Elderly patients with dementia. Among the side effects observed in clinical trials in elderly patients with dementia were transient ischaemic attack and stroke, with frequencies of 1.4% and 1.5%, respectively. In addition, the following side effects occurred with a frequency ≥ 5% in elderly patients with dementia, at least twice the rate observed in other adult patient groups: urinary tract infections, peripheral oedema, lethargy, and cough.
Children. Overall, the expected side effects in children are generally similar in type to those in adults. Adverse events observed in children (aged 5–17 years) with a frequency ≥ 5%, at least twice that observed in adult clinical trials, include: somnolence/sedation, fatigue, headache, increased appetite, vomiting, upper respiratory tract infections, nasal congestion, abdominal pain, dizziness, cough, pyrexia, tremor, diarrhoea, and enuresis. The long-term impact of risperidone on sexual maturation and growth has not been adequately studied (see section "Special precautions for use", subsection "Children").

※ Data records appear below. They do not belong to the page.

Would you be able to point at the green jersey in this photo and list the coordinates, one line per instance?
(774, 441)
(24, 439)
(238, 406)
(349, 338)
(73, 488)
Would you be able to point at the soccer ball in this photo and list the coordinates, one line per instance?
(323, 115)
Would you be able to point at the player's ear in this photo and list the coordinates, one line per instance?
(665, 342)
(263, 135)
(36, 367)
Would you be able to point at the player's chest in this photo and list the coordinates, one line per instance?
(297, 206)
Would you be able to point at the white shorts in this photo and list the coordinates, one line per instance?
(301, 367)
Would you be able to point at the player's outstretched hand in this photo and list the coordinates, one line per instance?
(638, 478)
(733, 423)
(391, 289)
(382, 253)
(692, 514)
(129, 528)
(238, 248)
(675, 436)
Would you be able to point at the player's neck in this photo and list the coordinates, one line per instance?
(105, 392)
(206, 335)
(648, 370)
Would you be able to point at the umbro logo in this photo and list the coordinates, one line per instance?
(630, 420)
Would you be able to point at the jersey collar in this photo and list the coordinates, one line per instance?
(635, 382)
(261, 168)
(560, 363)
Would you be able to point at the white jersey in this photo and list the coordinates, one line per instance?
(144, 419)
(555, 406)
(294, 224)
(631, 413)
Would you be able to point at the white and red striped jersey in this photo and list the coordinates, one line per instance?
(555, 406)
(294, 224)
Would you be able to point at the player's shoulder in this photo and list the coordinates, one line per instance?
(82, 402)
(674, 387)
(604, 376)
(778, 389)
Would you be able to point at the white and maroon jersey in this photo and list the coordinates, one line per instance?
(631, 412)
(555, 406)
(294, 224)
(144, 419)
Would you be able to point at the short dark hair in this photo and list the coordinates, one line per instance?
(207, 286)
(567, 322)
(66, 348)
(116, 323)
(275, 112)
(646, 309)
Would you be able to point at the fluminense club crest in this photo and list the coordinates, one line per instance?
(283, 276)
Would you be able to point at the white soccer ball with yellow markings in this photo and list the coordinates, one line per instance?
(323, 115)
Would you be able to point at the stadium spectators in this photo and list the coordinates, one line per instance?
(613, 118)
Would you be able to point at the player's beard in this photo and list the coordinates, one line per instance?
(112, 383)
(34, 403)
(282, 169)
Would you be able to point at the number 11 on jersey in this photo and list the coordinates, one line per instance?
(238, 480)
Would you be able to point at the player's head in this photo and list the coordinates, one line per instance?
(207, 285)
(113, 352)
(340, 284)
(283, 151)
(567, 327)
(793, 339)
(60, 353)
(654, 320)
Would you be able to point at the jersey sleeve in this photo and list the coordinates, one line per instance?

Reporting suspected adverse reactions. Reporting of suspected adverse reactions after drug authorization is important. It allows continued monitoring of the benefit-risk balance of the medicinal product. Healthcare professionals and pharmacists, as well as patients or their legal representatives, should report any suspected adverse reactions and lack of efficacy via the Automated Information System for Pharmacovigilance at: https://aisf.dec.gov.ua
Shelf life. 2 years.
Storage conditions. Store at temperatures not exceeding 25 °C. Keep out of reach of children.
Packaging.
10 tablets in a blister; 2, 3, 6, or 9 blisters in a cardboard box.
Prescription status. Prescription only.
Manufacturer.
Teva Pharmaceutical Works Ltd. Co.
Manufacturer's address and place of business.
Unit 1; H-4042 Debrecen, Pallagi Street 13, Hungary.